The capital will support the rollout of Orth, an AI agronomy assistant designed to provide real-time, personalized insights for growers facing higher input costs, climate challenges, and limited access to expertise. Hassan Fayed, founder and CEO of Aydi, said: "Closing the seed round is a major milestone for Aydi and validates our mission to give every grower access to world-class agronomy. Experts say global food demand is set to rise 70% by 2050. However, according to our company's internal estimates, 90% of growers lack access to timely agronomic expertise, given there is only 1 agronomist per 10,000 acres (4,047 hectares) worldwide. Orth changes that by turning decades of agricultural science into an easy-to-use AI assistant that gives farmers instant recommendations, detects problems early, and helps them grow higher-quality crops."
Orth combines satellite and weather monitoring, predictive analytics, and conversational AI to provide plot-level insights. According to Aydi, this can deliver efficiency and yield improvements of more than 20%. The platform has received backing from investors who see it as a tool for digitizing agronomy. Amir Farha, founder of COTU Ventures, said: "We believe that agriculture needs its AI moment, and Orth has the ability to empower millions of growers to farm smarter and more profitably, and produce more efficiently and sustainably."
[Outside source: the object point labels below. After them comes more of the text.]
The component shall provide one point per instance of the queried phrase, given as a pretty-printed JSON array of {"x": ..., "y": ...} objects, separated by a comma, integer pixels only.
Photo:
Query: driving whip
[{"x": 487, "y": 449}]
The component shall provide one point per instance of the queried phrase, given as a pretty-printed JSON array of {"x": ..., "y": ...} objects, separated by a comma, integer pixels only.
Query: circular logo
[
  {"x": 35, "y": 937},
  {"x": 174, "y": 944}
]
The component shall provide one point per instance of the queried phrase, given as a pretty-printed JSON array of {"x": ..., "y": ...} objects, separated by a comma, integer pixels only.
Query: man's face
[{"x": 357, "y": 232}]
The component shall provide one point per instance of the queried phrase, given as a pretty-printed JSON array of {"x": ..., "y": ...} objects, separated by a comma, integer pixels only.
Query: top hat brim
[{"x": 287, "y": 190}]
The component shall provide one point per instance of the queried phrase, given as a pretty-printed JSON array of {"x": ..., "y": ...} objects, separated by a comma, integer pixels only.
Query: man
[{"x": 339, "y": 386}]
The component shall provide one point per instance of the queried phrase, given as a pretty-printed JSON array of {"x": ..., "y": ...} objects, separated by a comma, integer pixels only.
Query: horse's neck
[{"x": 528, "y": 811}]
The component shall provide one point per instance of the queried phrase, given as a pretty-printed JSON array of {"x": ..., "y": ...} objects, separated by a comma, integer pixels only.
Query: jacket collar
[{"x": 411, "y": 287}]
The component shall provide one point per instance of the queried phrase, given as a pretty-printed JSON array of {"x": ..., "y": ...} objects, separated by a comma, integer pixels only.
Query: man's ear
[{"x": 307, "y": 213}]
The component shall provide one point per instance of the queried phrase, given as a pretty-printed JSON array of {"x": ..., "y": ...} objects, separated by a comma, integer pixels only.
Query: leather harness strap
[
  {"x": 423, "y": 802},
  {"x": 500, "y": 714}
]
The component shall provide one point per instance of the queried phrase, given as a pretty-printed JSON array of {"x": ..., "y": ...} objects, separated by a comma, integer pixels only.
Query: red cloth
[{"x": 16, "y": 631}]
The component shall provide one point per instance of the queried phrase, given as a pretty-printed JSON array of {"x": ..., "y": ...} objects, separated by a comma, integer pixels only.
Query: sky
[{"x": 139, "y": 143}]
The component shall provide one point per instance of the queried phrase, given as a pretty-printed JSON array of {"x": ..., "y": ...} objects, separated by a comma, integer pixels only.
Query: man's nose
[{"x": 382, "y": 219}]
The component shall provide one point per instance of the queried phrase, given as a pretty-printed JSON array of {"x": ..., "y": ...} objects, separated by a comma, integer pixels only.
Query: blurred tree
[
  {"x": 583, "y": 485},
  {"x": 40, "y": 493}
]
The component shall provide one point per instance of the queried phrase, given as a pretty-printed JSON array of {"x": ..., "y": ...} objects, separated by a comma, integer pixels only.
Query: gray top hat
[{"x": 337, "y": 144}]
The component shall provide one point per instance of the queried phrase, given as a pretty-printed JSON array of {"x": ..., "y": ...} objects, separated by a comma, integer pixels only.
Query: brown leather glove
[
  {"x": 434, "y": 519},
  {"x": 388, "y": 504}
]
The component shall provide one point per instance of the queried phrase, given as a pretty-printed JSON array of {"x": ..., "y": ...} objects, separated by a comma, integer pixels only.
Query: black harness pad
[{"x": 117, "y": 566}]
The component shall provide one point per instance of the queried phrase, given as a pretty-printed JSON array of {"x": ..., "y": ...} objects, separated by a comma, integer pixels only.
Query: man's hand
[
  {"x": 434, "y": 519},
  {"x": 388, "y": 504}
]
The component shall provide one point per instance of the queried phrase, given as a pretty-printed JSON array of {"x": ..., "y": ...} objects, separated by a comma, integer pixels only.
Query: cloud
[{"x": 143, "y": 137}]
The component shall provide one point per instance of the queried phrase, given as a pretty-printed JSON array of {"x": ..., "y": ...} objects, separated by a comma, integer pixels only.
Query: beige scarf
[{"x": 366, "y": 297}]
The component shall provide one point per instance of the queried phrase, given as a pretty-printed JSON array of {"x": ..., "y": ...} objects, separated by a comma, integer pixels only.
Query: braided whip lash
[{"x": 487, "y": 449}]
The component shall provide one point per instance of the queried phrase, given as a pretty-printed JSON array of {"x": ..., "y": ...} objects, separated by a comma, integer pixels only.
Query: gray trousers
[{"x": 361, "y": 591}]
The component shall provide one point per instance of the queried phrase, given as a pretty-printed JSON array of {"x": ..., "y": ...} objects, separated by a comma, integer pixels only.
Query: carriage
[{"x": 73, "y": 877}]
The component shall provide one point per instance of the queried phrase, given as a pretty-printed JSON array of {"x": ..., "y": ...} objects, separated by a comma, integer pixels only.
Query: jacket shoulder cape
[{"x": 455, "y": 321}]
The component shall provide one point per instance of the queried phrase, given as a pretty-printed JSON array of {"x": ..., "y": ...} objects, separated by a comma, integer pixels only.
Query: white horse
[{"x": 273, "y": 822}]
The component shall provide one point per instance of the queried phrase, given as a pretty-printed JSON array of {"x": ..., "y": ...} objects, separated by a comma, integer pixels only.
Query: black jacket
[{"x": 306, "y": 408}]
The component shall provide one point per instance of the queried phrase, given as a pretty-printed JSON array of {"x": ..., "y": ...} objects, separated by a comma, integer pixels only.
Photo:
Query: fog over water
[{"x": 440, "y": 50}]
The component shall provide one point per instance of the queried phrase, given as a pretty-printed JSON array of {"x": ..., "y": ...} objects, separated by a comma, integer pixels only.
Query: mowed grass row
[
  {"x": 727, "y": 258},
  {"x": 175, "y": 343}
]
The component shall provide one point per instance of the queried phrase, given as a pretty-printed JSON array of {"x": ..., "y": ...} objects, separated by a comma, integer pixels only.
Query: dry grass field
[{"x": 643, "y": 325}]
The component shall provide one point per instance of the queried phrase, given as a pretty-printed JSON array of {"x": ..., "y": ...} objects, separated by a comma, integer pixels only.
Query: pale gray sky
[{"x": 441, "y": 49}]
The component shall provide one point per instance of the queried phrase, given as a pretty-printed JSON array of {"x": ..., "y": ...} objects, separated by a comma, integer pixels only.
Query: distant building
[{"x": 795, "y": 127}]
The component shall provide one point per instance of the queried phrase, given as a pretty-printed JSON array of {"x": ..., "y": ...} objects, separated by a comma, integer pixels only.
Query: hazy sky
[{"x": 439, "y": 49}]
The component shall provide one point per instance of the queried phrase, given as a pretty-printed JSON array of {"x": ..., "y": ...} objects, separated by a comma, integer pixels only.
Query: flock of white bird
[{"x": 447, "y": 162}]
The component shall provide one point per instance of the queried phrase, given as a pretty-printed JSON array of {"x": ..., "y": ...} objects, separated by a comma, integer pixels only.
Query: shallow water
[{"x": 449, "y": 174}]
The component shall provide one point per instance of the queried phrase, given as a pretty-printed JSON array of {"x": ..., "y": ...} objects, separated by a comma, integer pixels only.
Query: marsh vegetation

Nuwa Capital and Daltex also emphasized Orth's role in providing smaller farms with access to agronomy expertise historically available only to large operators. Ibrahim El Naggar, VP of Operations at Daltex, noted: "Understanding field context is one of the most difficult challenges facing technology solutions in the agriculture space. Aydi & Orth provide growers with the ability to capture, own, and understand their field data by leveraging AI to enhance on-ground operational insights. This is a solution for growers, by growers."
Orth was launched at Fruit Attraction in Madrid on September 30, with both free and paid tiers available for individuals and businesses. Aydi intends to scale Orth into a broader AI operating system for agriculture, aiming to reach millions of farmers globally.